But during a recent trip to Tahiti’s islands, I had the opportunity to learn about another thriving industry (the country’s second most lucrative, behind tourism): pearls.
There are countless places to buy pearls on Tahiti’s islands — in shopping malls, at hotel gift shops, in local markets or at cruise ship ports. But at Robert Wan Pearl Museum, located in the heart of Tahiti’s capital city, Papeete, guests can also learn about the fascinating process behind creating them.

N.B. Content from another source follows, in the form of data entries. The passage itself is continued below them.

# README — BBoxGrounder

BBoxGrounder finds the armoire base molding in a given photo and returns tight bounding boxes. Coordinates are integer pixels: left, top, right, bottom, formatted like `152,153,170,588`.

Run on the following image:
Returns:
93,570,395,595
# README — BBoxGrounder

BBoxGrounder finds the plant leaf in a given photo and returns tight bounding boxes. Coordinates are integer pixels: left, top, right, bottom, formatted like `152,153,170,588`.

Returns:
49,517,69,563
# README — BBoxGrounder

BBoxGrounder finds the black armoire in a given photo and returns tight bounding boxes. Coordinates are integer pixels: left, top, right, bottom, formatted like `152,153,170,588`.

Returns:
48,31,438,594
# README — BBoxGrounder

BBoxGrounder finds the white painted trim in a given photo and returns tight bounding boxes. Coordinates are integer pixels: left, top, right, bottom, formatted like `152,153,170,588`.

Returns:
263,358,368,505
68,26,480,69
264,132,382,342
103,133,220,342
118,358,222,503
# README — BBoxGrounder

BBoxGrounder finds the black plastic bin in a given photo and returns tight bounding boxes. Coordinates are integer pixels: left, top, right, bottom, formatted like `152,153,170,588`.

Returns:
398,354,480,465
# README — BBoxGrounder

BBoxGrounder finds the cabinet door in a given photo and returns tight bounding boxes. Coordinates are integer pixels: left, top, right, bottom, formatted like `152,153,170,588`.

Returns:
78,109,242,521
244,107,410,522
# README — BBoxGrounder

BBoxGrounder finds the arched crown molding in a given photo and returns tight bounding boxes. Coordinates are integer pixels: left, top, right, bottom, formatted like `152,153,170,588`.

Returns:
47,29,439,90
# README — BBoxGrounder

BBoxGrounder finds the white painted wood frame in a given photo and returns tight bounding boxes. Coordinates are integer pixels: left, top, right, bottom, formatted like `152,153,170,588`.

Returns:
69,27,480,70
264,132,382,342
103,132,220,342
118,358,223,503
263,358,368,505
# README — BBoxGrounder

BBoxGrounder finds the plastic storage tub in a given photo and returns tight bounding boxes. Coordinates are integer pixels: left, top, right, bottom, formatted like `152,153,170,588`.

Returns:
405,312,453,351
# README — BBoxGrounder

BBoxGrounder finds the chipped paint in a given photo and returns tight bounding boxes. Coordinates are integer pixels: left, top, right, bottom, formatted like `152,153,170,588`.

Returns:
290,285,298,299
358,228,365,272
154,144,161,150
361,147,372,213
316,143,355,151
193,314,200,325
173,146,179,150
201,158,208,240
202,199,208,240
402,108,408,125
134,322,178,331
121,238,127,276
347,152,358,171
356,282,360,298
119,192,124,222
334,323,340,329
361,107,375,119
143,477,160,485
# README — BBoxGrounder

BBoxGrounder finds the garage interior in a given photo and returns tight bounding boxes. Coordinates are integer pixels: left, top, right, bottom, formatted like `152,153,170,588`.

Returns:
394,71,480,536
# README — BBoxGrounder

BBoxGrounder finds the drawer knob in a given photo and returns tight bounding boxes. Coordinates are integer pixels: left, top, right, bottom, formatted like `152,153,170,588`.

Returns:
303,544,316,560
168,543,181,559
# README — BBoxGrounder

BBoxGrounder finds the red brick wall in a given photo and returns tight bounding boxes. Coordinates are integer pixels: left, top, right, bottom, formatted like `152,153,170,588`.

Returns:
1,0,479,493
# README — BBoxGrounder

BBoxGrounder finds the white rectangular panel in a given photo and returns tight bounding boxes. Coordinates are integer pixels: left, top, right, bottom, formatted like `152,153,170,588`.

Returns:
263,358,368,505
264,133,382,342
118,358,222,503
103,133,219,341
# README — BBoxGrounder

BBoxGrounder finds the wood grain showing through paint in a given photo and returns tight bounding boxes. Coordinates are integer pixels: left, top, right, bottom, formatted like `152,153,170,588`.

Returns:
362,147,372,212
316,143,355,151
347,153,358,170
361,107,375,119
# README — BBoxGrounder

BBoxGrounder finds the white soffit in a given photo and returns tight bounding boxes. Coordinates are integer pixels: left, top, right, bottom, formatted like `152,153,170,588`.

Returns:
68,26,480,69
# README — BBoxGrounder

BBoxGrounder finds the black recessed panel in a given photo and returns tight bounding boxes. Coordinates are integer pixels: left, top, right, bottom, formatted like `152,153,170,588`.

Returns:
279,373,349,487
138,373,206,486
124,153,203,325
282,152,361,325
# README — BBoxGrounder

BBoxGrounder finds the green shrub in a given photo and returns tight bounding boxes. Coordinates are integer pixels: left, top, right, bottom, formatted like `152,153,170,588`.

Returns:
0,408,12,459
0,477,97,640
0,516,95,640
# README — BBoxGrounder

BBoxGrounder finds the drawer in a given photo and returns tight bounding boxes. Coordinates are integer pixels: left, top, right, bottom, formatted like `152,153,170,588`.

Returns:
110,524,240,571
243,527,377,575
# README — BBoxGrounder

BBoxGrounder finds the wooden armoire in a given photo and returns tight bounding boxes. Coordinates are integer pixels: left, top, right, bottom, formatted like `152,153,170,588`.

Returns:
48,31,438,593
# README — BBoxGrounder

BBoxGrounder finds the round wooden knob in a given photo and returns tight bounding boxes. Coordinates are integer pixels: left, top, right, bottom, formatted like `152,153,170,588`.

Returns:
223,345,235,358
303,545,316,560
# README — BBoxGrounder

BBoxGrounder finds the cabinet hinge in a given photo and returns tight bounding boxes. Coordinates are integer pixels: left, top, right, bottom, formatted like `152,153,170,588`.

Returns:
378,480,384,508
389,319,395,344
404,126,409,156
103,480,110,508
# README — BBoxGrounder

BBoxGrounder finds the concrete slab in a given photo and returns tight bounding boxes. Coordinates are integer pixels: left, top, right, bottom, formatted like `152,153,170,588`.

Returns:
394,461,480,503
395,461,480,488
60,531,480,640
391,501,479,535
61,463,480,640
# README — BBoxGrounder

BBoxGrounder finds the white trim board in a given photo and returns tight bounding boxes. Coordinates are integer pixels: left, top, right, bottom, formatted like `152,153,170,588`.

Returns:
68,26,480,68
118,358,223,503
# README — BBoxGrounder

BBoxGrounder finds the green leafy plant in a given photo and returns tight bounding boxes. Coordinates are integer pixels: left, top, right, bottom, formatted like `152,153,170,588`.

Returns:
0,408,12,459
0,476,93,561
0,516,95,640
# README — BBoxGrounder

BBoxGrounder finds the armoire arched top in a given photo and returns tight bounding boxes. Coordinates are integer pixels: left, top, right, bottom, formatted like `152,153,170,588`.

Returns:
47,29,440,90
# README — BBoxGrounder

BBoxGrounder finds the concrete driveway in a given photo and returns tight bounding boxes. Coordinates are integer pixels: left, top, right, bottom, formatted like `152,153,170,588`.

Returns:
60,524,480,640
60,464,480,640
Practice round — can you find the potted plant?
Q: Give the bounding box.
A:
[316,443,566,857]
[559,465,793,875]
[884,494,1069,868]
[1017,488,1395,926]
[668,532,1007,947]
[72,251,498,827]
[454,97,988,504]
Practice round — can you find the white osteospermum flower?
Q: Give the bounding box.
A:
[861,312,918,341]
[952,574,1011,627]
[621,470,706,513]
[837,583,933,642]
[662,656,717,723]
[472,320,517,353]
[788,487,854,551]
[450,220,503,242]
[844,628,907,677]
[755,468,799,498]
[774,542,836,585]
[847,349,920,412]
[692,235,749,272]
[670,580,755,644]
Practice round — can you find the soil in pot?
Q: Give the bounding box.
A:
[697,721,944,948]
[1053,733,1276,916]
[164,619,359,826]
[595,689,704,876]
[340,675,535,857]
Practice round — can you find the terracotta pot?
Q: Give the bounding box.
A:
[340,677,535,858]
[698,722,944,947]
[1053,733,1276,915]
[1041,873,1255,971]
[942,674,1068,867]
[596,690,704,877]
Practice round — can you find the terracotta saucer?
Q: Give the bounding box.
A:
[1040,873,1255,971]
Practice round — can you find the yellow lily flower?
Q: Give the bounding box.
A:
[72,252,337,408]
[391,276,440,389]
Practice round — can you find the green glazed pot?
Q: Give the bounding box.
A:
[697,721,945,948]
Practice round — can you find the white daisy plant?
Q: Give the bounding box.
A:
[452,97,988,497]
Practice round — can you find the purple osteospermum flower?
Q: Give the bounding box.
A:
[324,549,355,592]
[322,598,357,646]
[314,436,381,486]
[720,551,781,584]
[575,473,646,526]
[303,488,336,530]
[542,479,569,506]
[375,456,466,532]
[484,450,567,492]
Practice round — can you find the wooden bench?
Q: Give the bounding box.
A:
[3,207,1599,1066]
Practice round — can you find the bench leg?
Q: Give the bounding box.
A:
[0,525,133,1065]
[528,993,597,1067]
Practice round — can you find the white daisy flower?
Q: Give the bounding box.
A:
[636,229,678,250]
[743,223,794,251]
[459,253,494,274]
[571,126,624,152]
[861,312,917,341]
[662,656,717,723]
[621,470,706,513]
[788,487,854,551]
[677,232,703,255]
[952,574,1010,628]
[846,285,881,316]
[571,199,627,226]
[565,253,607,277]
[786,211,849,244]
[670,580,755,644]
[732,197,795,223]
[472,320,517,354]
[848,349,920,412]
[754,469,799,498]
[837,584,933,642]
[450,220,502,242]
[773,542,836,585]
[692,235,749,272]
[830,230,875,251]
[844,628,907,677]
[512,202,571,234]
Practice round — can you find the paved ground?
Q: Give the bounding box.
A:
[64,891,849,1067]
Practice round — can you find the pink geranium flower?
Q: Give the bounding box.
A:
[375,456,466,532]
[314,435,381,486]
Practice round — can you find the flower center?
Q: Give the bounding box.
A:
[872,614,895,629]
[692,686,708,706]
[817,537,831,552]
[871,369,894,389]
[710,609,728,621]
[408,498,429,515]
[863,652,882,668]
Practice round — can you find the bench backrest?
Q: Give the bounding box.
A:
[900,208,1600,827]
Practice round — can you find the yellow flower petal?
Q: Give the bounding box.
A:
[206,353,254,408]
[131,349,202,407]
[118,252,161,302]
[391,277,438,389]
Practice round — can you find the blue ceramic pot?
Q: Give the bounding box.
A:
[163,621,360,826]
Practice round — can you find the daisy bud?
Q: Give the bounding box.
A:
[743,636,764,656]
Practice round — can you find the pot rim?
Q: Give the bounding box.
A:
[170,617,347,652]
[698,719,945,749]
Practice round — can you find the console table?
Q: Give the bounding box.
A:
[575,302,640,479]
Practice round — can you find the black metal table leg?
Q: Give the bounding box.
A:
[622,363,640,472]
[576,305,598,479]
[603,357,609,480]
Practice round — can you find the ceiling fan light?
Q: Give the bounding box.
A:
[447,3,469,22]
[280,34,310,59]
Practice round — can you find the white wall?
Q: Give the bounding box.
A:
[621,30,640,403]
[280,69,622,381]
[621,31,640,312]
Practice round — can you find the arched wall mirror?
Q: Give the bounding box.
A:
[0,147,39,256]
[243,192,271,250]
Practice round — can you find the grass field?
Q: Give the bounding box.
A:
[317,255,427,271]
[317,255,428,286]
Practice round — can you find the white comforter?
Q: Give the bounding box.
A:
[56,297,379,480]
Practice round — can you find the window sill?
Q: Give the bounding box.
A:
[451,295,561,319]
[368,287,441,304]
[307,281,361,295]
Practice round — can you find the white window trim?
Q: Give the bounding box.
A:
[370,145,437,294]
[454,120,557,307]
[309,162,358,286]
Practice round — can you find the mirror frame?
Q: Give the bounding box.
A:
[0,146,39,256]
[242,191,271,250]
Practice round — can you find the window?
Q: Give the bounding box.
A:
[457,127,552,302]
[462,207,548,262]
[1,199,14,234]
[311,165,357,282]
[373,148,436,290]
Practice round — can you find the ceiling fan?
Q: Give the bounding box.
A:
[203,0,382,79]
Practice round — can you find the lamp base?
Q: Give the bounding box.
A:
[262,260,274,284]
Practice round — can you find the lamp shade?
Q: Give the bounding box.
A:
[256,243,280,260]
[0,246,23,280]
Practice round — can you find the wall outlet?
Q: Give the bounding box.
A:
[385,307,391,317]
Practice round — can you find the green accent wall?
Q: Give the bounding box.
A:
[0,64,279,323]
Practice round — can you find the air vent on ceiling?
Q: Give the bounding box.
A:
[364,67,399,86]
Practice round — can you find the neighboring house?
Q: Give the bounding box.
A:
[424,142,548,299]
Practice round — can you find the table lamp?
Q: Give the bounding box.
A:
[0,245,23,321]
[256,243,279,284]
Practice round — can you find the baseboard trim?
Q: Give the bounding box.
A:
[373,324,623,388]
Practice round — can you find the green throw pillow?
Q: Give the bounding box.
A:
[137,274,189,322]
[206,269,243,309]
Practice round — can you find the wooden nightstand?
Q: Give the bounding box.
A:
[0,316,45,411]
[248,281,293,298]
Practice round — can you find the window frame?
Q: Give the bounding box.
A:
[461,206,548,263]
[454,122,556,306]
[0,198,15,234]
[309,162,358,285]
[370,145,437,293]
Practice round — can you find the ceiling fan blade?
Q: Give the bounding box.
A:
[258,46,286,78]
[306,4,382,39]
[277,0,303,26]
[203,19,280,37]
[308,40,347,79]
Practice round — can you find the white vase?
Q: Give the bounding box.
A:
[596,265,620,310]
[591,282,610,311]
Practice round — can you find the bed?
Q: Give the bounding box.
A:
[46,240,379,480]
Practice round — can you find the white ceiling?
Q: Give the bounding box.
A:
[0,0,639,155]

Pearls, the only gem born from a living being, are formed within black-lip pearl oysters, bivalves that are found in the reefs of South Pacific. These marine animals produce pearls ranging in size, luster, shape and color, but the most popular — and commonly seen throughout French Polynesia — are either dark gray or a mix of green, gray and purple, which is commonly referred to as “peacock.”
Clients visiting the small museum can learn about the process of making Tahitian pearls, from collecting and breeding the oysters to grafting (inserting a spherical “nucleus” within the oyster), culturing the pearls and, finally, harvesting them. The entire yearslong process comes to life at the museum, thanks to its life-size models, exhibits, galleries and displays. The museum itself is small and can be visited in about 30 minutes, and there’s also a small showroom in case guests want to squeeze in a bit of shopping before they leave.